Moreover, Mercadante makes the point that weighting for goals, which as we know are comparatively rare, is mostly pointless as they are “washed out” by the overall shot data. There are other problems too. For one, it doesn’t parse out score effects (how team’s behave when in the lead or trailing), or the effect of goalkeepers or shooters.
Yet when it comes to Tango and weighting shots, I think this where we get into a big faultline between the soccer and hockey analytics worlds.
For one, in hockey, it’s been established for a little while now that knowing the quality of shots doesn’t really tell you much more than knowing the quantity of shots. Analyst Ben Pugsley pointed out to me that back in 2012, noted hockey analyst Eric T ran “scoring chances” differentials–they’re based on average conversion rate by shot location, similar to ExpG–and shot differentials. Essentially they are roughly correlative, meaning that the difference in quality of shots taken/conceded is pretty much the same as the difference in total shots taken and conceded. This isn’t that surprising to me though; most hockey teams, even the bad ones, will only shoot if they think they have a good chance at scoring.
I’m not certain that’s the same in football, necessarily, and that’s why I wonder whether Tango would perform any better at predicting goal differential in football than Expected Goals (ExpGs), or better than James Grayson’s Team Rating method. After all, ExpGs, which calculates the average likelihood a certain type of shot will be a goal, is designed to take into account that not all shots are created equal, and correlates fairly well with goal difference on its own.
In the end, shots and goals are, to me, telling symptoms of optimal attacking situations, the very stuff of football, and something more complex than merely taking shots.

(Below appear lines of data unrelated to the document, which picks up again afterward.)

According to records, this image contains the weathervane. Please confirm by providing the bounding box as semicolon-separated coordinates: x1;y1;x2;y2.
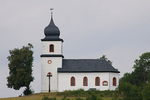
50;8;54;14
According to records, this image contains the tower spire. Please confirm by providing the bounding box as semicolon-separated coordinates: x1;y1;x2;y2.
50;8;54;16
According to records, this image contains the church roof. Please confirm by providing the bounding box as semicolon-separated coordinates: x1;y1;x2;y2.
41;13;63;42
58;59;120;73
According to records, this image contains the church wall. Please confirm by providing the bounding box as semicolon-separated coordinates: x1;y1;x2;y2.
58;73;118;92
42;41;62;54
41;57;62;92
110;73;119;90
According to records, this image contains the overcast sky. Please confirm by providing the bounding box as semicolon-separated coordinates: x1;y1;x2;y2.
0;0;150;98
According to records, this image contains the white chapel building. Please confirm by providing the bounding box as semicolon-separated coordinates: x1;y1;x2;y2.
41;12;120;92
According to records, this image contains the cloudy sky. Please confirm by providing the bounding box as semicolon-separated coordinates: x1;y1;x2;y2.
0;0;150;98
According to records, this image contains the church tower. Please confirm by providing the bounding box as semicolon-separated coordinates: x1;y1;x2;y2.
41;13;63;92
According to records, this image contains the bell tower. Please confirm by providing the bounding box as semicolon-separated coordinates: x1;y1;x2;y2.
41;12;63;92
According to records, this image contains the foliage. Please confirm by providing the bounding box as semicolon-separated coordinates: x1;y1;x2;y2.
100;55;112;65
142;83;150;100
7;43;34;93
42;96;56;100
119;52;150;100
23;87;34;95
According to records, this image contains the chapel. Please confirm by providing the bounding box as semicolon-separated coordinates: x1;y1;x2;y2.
41;13;120;92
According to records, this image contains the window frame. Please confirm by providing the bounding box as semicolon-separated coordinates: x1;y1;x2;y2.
83;76;88;86
49;44;54;52
95;76;100;86
103;81;108;86
112;77;117;86
70;76;76;86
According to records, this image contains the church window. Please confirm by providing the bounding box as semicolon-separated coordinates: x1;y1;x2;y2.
83;77;88;86
49;44;54;52
95;77;100;86
103;81;108;86
70;76;75;86
113;77;117;86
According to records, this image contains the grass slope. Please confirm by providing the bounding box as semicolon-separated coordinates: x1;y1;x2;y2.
0;91;112;100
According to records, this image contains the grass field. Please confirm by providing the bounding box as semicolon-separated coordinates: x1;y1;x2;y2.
0;92;113;100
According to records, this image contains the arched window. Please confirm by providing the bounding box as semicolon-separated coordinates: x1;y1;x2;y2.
83;77;88;86
49;44;54;52
70;76;76;86
103;81;108;86
113;77;117;86
95;77;100;86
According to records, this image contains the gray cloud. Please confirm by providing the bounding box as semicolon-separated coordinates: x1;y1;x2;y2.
0;0;150;98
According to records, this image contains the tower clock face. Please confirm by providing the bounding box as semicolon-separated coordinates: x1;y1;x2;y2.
47;60;52;64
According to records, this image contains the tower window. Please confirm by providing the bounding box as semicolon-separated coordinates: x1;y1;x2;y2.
113;77;117;86
103;81;108;86
70;76;75;86
95;77;100;86
49;44;54;52
83;77;88;86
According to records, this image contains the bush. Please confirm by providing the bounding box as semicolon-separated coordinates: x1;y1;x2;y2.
42;96;56;100
23;88;34;95
86;94;103;100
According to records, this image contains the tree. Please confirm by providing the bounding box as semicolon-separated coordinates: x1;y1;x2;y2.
100;55;112;65
132;52;150;86
7;43;34;95
142;83;150;100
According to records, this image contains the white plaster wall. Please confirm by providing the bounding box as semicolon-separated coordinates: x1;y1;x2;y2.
110;73;119;90
58;73;118;92
41;57;62;92
42;41;62;54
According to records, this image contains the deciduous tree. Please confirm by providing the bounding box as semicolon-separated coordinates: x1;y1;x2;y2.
7;43;34;95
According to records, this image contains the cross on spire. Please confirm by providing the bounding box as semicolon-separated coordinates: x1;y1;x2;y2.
50;8;54;15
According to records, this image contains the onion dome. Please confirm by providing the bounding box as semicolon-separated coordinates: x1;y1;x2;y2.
41;13;63;42
44;16;60;36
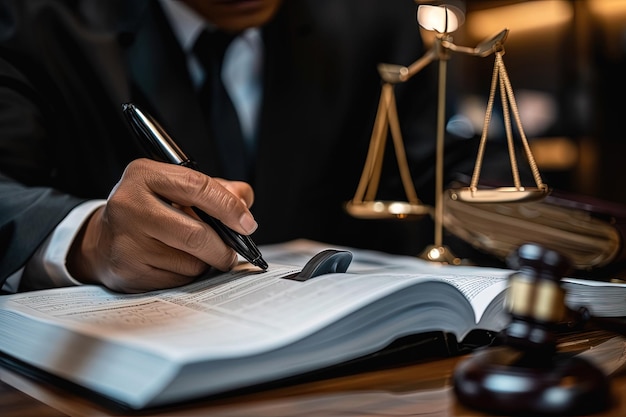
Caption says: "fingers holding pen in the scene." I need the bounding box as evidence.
[68,159,256,292]
[122,159,257,264]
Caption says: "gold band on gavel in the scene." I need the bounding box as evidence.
[505,274,565,323]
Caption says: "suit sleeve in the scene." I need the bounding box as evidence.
[0,59,83,285]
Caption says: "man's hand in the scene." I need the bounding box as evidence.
[67,159,257,293]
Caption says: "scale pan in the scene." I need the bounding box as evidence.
[448,187,550,203]
[345,200,431,220]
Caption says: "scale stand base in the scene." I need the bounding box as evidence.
[419,245,462,265]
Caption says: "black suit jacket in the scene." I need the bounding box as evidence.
[0,0,488,281]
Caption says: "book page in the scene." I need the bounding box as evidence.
[2,250,504,358]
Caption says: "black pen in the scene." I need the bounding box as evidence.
[122,103,268,270]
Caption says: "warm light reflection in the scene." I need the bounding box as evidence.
[587,0,626,20]
[417,5,462,33]
[467,0,572,39]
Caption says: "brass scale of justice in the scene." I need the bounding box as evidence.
[345,22,550,264]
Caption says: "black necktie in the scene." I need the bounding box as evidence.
[193,30,249,181]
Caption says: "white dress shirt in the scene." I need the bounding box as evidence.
[2,0,263,292]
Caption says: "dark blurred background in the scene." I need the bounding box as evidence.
[426,0,626,203]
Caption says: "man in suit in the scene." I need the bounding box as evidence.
[0,0,492,292]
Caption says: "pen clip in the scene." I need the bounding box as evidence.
[122,103,190,164]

In fact, sometimes these situations aren’t always fully captured by shots alone. I think Max Odemheimer over at StatsBomb made this case well recently with regard to Manchester United’s now famous “outlier” season in 2012-13, their last under Sir Alex Ferguson. Ferguson’s team was noted for scoring far more goals than shot-based models like TSR and ExpG predicted. Odemheimer makes the case that United that year crossed from more deadly positions, but that danger didn’t register in traditional shot-based models like ExpG because many of those crosses simply didn’t result in shots.

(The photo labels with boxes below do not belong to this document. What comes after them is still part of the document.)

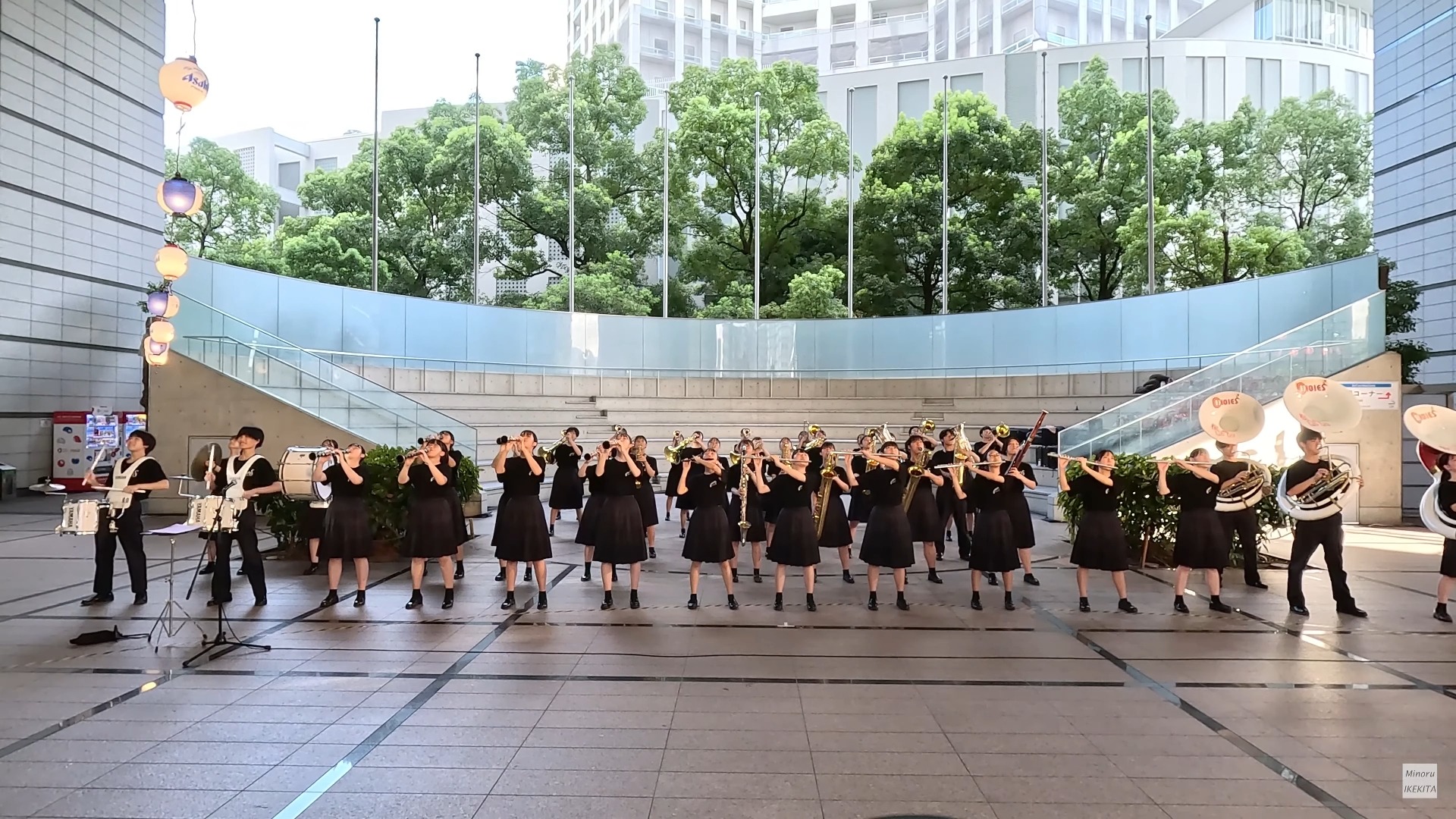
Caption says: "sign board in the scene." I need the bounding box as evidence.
[1339,381,1401,410]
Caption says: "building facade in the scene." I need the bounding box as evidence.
[0,0,165,485]
[1374,0,1456,389]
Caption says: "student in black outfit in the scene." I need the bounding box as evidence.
[209,427,282,606]
[299,438,339,574]
[769,452,818,612]
[313,443,374,607]
[1057,449,1138,613]
[855,440,915,610]
[810,441,855,583]
[396,438,460,609]
[548,427,592,536]
[677,449,739,610]
[592,433,646,609]
[1002,438,1041,586]
[491,430,551,610]
[1157,447,1233,613]
[1213,441,1268,588]
[1431,453,1456,623]
[82,430,172,606]
[632,436,657,560]
[1284,428,1369,617]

This to me is something far more inherent to the nature of football than to hockey, and it makes perfect intuitive sense. Think of how many times a team rolls a dangerous ball across the face of goal with an attacking player nearly missing the final, deadly ball. Those are dangerous situations, but they are not recorded as shots. But if you recreate those moments more often than your opponents, even with the lower rate of shots, chances are you score more goals. What matters is the volume, quality, and ultimate repeatability of attacking situations, both in creation and prevention.

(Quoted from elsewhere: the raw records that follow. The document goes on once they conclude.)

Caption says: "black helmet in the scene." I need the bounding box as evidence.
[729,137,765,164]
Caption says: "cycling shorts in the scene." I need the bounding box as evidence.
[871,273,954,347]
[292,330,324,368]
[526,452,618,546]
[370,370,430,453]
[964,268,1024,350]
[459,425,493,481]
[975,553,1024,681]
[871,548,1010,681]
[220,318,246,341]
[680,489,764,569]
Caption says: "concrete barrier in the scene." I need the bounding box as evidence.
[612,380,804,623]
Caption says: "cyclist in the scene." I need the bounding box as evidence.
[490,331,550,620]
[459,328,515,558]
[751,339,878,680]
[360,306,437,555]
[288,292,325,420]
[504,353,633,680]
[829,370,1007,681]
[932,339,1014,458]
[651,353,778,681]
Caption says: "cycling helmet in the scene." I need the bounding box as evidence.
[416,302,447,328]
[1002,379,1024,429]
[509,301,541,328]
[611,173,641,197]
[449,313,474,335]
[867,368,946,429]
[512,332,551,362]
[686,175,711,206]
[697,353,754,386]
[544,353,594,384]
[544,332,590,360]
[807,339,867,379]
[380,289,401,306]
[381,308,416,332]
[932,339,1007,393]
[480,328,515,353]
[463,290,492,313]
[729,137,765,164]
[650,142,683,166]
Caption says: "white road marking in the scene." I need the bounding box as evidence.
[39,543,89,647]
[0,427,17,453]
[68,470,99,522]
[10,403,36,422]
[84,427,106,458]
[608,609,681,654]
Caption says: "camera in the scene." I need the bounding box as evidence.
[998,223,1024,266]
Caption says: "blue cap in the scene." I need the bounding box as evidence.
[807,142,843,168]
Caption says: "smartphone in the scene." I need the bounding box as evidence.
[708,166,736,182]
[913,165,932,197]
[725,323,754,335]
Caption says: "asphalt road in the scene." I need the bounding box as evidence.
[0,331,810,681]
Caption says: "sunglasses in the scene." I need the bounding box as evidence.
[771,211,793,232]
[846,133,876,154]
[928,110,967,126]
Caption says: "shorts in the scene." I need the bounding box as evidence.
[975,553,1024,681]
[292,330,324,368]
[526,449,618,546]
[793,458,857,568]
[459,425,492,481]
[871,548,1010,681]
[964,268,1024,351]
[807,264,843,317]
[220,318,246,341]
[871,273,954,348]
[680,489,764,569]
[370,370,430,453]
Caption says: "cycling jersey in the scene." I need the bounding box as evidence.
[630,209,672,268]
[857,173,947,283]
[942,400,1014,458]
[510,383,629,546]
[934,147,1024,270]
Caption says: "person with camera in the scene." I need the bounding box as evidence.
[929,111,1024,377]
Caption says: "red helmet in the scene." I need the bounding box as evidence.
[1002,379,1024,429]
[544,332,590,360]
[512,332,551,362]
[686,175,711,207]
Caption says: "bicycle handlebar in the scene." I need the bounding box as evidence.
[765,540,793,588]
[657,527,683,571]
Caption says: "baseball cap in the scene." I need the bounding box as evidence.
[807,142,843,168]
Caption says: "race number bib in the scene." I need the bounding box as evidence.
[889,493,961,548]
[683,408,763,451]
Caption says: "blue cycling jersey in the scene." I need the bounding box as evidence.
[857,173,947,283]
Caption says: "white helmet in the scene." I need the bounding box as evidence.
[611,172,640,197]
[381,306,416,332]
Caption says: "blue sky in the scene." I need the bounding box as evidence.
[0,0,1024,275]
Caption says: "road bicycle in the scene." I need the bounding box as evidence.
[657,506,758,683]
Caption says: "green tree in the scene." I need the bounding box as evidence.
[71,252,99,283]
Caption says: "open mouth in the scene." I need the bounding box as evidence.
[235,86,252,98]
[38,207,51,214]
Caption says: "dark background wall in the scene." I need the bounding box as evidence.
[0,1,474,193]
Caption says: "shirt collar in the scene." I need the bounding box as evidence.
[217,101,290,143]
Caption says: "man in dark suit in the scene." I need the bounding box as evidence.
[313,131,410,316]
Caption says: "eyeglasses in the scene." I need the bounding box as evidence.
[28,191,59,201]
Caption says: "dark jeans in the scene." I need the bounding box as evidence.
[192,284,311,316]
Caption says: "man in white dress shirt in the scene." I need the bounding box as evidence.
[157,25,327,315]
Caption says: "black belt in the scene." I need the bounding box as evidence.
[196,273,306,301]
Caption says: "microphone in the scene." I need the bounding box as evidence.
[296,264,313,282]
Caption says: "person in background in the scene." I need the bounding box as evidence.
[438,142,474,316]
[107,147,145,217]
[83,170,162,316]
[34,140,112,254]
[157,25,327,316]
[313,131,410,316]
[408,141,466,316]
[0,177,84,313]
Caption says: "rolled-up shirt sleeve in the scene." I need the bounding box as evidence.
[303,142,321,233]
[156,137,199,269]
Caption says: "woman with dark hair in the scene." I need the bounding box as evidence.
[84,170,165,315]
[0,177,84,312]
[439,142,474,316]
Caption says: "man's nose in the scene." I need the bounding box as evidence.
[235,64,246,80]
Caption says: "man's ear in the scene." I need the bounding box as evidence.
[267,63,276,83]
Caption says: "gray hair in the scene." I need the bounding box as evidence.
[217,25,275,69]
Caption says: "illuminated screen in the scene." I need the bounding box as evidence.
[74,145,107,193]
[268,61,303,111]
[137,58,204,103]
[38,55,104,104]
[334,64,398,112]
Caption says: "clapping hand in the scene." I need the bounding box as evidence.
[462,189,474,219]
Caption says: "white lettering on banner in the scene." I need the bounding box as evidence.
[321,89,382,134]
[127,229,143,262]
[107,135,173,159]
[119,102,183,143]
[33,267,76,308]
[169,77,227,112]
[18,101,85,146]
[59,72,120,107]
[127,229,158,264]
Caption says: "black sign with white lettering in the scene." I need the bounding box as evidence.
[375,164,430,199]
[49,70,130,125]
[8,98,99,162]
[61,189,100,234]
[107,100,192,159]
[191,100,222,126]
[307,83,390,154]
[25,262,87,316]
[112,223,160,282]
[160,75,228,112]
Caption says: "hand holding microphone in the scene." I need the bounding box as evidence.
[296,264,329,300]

I think we need to keep this at the forefront of our minds when talking about football analytics, in order to see what these regressions mean clearly. Often we get mesmerized by the data sets, even something as simple as shots and goals. You can get hung up on certain things (“shot percentages are completely random!”) which can blind you to the obvious in football: that the rarity of goals does not make them random, and that not all shots are created equal, and that dangerous attacking movements need not always result in a shot.